Non è necessario, crediamo, dilungarci sulla rinuncia alla battaglia laica, in nome del centrosinistra, e sulla confessione, praticamente confermata senza interruzione dal 1958 in poi, dei temi e degli obiettivi di quella campagna elettorale. In questo anche se per ragioni diverse Piccardi e gli amici della sua corrente avevano interessi convergenti con i moderati del partito. Ma la responsabilità maggiore ricade sugli amici del "Mondo"; Ernesto Rossi è praticamente stato imbavagliato su due temi chiave; quello laico e quello della politica estera.

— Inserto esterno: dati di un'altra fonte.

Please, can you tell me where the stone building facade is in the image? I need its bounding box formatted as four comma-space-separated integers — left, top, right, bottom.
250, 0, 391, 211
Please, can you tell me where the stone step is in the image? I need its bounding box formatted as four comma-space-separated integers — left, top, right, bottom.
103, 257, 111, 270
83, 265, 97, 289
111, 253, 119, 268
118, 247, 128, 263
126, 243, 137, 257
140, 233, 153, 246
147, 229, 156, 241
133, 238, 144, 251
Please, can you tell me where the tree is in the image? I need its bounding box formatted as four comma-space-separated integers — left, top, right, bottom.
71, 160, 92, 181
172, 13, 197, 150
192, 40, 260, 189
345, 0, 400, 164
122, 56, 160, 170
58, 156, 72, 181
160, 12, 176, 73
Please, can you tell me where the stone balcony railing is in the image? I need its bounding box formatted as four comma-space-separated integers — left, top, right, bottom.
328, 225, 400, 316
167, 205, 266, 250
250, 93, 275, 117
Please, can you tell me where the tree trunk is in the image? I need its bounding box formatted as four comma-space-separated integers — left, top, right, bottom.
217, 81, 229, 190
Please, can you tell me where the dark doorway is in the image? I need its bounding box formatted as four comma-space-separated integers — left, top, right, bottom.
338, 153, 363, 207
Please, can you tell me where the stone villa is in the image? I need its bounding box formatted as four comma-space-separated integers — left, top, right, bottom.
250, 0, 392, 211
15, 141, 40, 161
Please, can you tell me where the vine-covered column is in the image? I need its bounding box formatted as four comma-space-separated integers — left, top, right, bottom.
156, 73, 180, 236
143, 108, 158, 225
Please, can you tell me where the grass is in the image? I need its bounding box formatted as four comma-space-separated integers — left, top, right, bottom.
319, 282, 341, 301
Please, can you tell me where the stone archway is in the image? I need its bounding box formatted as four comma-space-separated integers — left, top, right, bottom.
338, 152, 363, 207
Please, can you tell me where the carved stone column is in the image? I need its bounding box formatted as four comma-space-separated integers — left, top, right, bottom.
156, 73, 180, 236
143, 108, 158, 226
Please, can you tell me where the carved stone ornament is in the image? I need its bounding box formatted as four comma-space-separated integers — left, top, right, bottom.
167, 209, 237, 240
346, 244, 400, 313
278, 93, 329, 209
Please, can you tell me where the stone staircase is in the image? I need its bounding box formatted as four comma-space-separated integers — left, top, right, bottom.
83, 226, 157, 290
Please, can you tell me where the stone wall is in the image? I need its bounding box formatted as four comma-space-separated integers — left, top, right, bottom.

Sorgono "due" astri: Vittorio de Caprariis e Federico Gozzi. Nei loro editoriali, il centrosinistra prende figura chiaramente. Con due articoli dell'estate viene affermato esplicitamente che la linea di demarcazione tra i fronti è, in Italia, tra coloro che vogliono una pianificazione economica democratica e quelli che la rifiutano; questi ultimi, poi sarebbero solo pochi anche se potenti "baroni", e qualche cliente. I problemi del Paese vengono riassunti in questi due. Nessun accenno concreto ai problemi della laicità e della libertà; nessun accenno è fatto ai problemi costituzionali. Poi viene il convegno delle riviste dell'Eliseo, e Giulio Rendi ha dimostrato, nel numero 2 di "Sinistra Radicale", quanto povera e rinunciataria, anche in questo settore, diviene la richiesta socialista e radicale.
L'alibi degli "ultras"
Infine Gozzi o De Caprariis (uno dei due, non importa chi) si è distinto con un articolo di netto sapore maccartista di violenta polemica e denuncia contro Piovene, in cui tutto il loro ciarpame guerrafondaio e nazionalista viene ripreso dottamente e trasferito sul conto della difesa dell'occidente (ma chi voglia capire su quali basi è intessuta quella polemica, vada a vedere a quali personalismi meschini De Caprariis è sceso, sull'argomento, in numero di "Nord e Sud"). Chi rifiutava di morire per Berlino faceva solo il "gioco dei comunisti". La sinistra radicale ed Ernesto Rossi parteciparono quindi alla marcia della pace di Perugia e questo impedì forse il linciaggio morale che si stava profilando. Tornando spesso, in successive occasioni, su analoghi argomenti, De Caprariis e Gozzi hanno dimostrato bene quale trama filoclericale e colonialista si stenda sotto le loro posizioni.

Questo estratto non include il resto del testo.